There is then also a set of slightly verbose interrupt instructions, which prevent exceptions escaping from a parallel region (which would otherwise cause program termination) - this includes dealing with algorithm cancellation.
If you need to use OpenMP in a way that is not covered by any of the specific macros in
MultiThreaded.h
, you can make use of the general purpose PRAGMA_OMP
macro. This is essentially the same as using #pragma omp
directly. Ideally, this should only be used if what you want to do is not already covered by the other macros.
// Dynamic scheduling allows x to be split into chunks of size 1 processed by each thread,
// but assigned to threads in no particular order.
PRAGMA_OMP(parallel for schedule(dynamic, 1))
for (int i = 0; i < x.size(); ++i) {
doThing(x[i])
}
Note: The set of INTERRUPT
macros can only be used in Mantid algorithms. The rest can be used anywhere.
Ensuring thread-safety¶
The first rule is this: Don’t write to shared variables. Or, if you do, protect the write with PARALLEL_CRITICAL or PARALLEL_ATOMIC calls.
// Can only be used on simple operations, uses atomic access from machine hardware.
PARALLEL_ATOMIC
a++
// Can be used anywhere, but has a higher overhead.
// Can be named if two critical sections can be accessed simultaneously.
PARALLEL_CRITICAL("C1")
if(a > 4) {
b.update()
}
Note that a write to a workspace data spectrum selected by the loop index is not typically a shared write (though see below).

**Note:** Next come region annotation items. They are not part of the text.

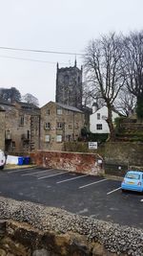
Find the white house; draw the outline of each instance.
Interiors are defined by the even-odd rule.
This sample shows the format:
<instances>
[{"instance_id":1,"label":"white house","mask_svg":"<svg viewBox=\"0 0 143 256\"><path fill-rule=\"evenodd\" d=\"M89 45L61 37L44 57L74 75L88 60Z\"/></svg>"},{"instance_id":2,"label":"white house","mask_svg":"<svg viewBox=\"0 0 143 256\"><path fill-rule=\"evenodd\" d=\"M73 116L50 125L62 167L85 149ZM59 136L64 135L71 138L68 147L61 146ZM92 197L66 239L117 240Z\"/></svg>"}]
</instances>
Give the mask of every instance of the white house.
<instances>
[{"instance_id":1,"label":"white house","mask_svg":"<svg viewBox=\"0 0 143 256\"><path fill-rule=\"evenodd\" d=\"M94 105L92 108L92 114L90 115L90 130L92 133L110 133L110 128L106 119L108 117L108 108L106 105L96 110ZM112 111L112 122L119 115Z\"/></svg>"}]
</instances>

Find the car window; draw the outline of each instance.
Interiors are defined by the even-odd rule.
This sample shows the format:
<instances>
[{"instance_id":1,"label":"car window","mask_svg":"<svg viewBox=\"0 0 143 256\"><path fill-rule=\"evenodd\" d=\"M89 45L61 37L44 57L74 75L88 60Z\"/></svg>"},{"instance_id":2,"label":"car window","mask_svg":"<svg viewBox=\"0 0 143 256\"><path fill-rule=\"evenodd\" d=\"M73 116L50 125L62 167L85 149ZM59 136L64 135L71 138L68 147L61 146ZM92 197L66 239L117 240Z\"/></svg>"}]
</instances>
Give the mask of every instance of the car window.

One gotcha comes from the use of copy-on-write pointers to store the workspace data. Here’s an example:
// Get references to the x data
const auto& xIn = inputWS->x(i);
auto& xOut = outputWS->mutableX(i);
This can cause problems in the case where the input and output
workspaces are the same. Although the call to outputWS->mutableX()
to get a
reference to the output data may look innocuous, in the case where
different spectra are pointing to the same underlying data array this
call will cause the array to be copied, which will invalidate the
reference obtained to the input data in the previous line. The solution
is to make sure the non-const calls come before the const ones (in this
case by reversing the two lines).
Python¶
Tasks in python can be run outside of the main GUI thread by using the classes and functions defined in asynchronous.py
The simplest and most commonly used one is AsyncTask
:
self.worker = AsyncTask(self.to_be_run, (param_1, param_2),
error_cb=self._on_worker_error,
finished_cb=self._on_worker_success)
self.worker.start()
For more OpenMP style multithreading, there is the functionality inside async_qt_adaptor.py
The methods you wish to run asynchronously must be inside a class that inherits from IQtAsync
.
You can then overwrite any of the relevant callbacks and annotate async methods with the @qt_async_task
decorator.
class DoesAsyncThings(IQtAsync):
def __init__(self):
super().__init__()
def finished_cb_slot(self) -> None:
self.task_finished()
@qt_async_task
def do_async(self):
self.do_task()
Note: These methods are only useful for stopping mantid from hanging while something else is processing. Due to the nature of the Global Interpreter Lock (GIL), it is not possible to run concurrent threads in python. For heavy lifting that would require multithreading you should use C++ instead.